Her infatuation for Boq was, well-- cute. At least in the former stages. (But more on that later)
I felt deeply sorry for her though, Boq leading her up the garden path, while she (at first) believed Boq invited her to the party by choice. Despite this, i actually shipped them, finding their interaction (however one-sided) lovely.
In "Dancing through life" especially, Boq's efforts to keep her happy made me smile.
Too bad it would result in him being enslaved several scenes later.
I was taken aback by act 2.
Gone was the sweet, inoccent, ginger outcast, we witnessed in the first half.
Since Elphaba's little trip to the emerald city, their father had died, naming his youngest daughter govenor of the east.
This was briefly followed by her stripping the rights of Munckinlanders (although apparently just to keep Boq by her side), and in a weak attempt to with-hold him, caused the loss of his heart.
I just couldn't believe it.
It was only half a hour ago the audience saw Nessa, a harmless girl with a hopeless crush, to Govenor Nessarose, a tyrant.
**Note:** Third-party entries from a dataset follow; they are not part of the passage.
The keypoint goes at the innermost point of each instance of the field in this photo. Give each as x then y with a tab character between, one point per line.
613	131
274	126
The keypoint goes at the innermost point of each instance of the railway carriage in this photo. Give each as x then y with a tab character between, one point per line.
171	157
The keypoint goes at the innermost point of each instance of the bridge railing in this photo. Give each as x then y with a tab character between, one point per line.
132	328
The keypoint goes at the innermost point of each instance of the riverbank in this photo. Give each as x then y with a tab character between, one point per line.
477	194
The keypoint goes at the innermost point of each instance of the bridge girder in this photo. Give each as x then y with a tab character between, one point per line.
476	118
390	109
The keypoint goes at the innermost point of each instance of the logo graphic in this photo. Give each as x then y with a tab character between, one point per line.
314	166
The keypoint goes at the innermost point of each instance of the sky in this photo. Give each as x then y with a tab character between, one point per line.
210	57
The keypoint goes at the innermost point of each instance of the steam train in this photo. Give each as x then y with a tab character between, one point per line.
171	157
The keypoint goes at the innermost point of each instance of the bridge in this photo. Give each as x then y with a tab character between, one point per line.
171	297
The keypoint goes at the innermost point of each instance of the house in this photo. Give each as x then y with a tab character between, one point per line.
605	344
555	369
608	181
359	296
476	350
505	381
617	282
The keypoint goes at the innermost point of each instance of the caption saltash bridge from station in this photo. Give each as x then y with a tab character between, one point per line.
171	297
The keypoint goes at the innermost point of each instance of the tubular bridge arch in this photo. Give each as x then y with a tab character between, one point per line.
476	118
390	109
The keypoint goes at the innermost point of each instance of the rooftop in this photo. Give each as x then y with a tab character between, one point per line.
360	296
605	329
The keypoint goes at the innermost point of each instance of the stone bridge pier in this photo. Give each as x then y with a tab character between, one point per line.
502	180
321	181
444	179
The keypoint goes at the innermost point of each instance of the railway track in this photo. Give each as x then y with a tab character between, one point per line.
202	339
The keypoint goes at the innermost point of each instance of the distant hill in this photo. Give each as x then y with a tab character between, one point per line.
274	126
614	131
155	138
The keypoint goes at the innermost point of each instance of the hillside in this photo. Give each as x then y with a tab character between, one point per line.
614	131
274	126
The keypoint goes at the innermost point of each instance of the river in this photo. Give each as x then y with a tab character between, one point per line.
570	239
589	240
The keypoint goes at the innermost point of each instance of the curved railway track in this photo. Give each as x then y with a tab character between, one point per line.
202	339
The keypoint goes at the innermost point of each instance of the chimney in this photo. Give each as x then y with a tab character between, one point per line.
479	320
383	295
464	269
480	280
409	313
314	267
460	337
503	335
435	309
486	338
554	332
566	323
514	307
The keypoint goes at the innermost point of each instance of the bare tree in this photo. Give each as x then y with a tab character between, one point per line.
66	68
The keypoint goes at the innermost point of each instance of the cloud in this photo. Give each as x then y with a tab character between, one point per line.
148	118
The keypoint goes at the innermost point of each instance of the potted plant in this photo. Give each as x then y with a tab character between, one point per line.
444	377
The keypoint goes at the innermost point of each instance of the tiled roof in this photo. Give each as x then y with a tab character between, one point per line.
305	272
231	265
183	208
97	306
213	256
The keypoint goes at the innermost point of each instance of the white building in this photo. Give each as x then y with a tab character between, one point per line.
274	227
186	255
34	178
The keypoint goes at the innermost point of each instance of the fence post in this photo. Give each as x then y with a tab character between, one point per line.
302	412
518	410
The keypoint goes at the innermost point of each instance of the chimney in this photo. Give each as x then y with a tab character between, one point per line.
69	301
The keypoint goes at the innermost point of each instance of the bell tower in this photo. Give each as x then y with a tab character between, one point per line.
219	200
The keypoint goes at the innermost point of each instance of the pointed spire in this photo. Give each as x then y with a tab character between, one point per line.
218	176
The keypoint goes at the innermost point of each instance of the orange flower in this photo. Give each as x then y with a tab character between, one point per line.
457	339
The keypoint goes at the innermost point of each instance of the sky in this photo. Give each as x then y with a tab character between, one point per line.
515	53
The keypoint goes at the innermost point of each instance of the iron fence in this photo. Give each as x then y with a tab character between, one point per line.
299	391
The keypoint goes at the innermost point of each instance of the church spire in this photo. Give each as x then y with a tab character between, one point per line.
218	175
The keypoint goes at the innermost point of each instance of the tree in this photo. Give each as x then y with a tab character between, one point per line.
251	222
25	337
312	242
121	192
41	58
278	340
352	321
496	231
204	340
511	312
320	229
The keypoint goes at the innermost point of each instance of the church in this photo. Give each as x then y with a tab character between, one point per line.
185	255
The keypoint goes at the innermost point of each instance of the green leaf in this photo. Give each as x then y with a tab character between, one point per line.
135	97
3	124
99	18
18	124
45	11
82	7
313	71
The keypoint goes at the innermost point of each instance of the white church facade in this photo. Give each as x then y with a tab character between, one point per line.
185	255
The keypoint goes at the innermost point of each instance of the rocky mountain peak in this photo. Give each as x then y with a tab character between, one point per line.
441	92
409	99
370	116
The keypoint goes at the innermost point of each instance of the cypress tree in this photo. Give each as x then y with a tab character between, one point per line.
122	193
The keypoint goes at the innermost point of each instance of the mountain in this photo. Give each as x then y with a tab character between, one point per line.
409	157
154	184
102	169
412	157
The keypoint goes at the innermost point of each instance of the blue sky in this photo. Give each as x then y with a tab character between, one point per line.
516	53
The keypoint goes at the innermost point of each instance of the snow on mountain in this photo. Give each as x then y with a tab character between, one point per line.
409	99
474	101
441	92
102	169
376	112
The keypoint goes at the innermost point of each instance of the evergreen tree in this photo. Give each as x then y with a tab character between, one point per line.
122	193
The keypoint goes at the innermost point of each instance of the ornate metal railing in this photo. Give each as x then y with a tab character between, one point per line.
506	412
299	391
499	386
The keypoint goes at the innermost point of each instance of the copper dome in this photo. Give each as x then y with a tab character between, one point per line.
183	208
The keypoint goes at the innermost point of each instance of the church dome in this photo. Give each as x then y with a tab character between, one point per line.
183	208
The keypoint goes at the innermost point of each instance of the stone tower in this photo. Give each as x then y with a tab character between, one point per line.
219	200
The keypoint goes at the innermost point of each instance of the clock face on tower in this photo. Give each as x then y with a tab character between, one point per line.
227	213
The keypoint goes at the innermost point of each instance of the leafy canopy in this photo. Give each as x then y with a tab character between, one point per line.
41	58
Her abrupt transformation nearly stopped my heart**, but made her tale even more compelling.
The desperation to keep Boq made for one of the many moving things in wicked.
The sister of the play's focus is last mentioned when she is crushed by a house***.
This is, naturally, to lure Elphaba into a trap.
As the scene quickly cuts to a fight between her and Glinda, my mind just can't help but flit back to Nessa.
Her story made of been altered, and shortened- yet it still left a imprint on me.
Her character may of had a dis-similar purpose, but to me she was my highlight.
A misunderstood, happy girl, who turns into a monster over-time?
That's the sort of thing i like.****
*- She actually scared me a little. O.O
**- But then again, everything in wicked made my heart skip a beat. It was incredible. Just saying.
***- This is, in case you don't know, a refrence to an identical scene in "the wonderful wizard of oz".
****- Although, i suppose that's Elphaba's plotline too....I love her, as well!)